At the Southbank Centre I’m looking forward to working with artists in residents SE1 United (predominately black youngsters) alongside acclaimed British filmmaker Penny Woolcock behind Mischief Night, and recently 1 Day - an uncompromising film of the Birmingham’s Grime scene on making dv films.
My friend and fellow artist Lemn Sissay tells me when Tennessee production Cat on a Hot Tin Roof was on its way to London, they were desperate to work with black technicians – another story in itself.
But clearly in these digital revolutionary times and richer variants of journalism and storytelling, it’s disheartening not to be seeing wider more apt gains started by so many, so long ago.
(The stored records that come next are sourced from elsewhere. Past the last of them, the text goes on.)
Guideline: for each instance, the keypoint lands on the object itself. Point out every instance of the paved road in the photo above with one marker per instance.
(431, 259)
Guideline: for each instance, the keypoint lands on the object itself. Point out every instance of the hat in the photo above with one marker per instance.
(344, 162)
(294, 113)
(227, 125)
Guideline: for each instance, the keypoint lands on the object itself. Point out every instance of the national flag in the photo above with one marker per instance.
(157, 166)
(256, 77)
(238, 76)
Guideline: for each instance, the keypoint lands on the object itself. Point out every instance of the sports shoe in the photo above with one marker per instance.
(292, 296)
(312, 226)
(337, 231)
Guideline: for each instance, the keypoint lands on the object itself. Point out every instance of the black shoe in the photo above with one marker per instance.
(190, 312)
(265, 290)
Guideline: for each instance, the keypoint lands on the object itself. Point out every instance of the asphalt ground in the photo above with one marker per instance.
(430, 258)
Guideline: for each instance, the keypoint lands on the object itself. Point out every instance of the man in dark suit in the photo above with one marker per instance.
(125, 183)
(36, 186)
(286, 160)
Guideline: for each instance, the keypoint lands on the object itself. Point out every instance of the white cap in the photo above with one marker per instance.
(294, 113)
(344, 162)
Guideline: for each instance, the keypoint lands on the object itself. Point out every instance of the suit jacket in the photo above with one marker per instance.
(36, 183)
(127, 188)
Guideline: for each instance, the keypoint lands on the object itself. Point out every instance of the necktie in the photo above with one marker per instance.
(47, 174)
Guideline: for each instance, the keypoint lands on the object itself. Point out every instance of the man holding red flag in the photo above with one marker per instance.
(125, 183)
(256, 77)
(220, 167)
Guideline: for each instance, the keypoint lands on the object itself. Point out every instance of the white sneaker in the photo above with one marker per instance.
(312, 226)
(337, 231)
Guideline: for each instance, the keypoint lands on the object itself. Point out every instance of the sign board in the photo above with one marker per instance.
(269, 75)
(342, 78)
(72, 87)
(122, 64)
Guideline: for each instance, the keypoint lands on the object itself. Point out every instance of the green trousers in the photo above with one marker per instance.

The will appears to be there. Certainly, the tools exist in twitter (twitter clouds); blogs and videojournalism to further lift the campaign. And the job market will pick up again. So Just how do you solve a problem of BMEs finding jobs?
David was a former broadcast journalist who started his career in 1987 and worked for Channel 4 News, Newsnight and ABC News and is now a senior lecturer at the University of Westminster in journalism and artist in resident at the Southbank Centre. He is currently researching videojournalism and news innovation as part of a PhD and was a juror for the RTS broadcast innovation awards.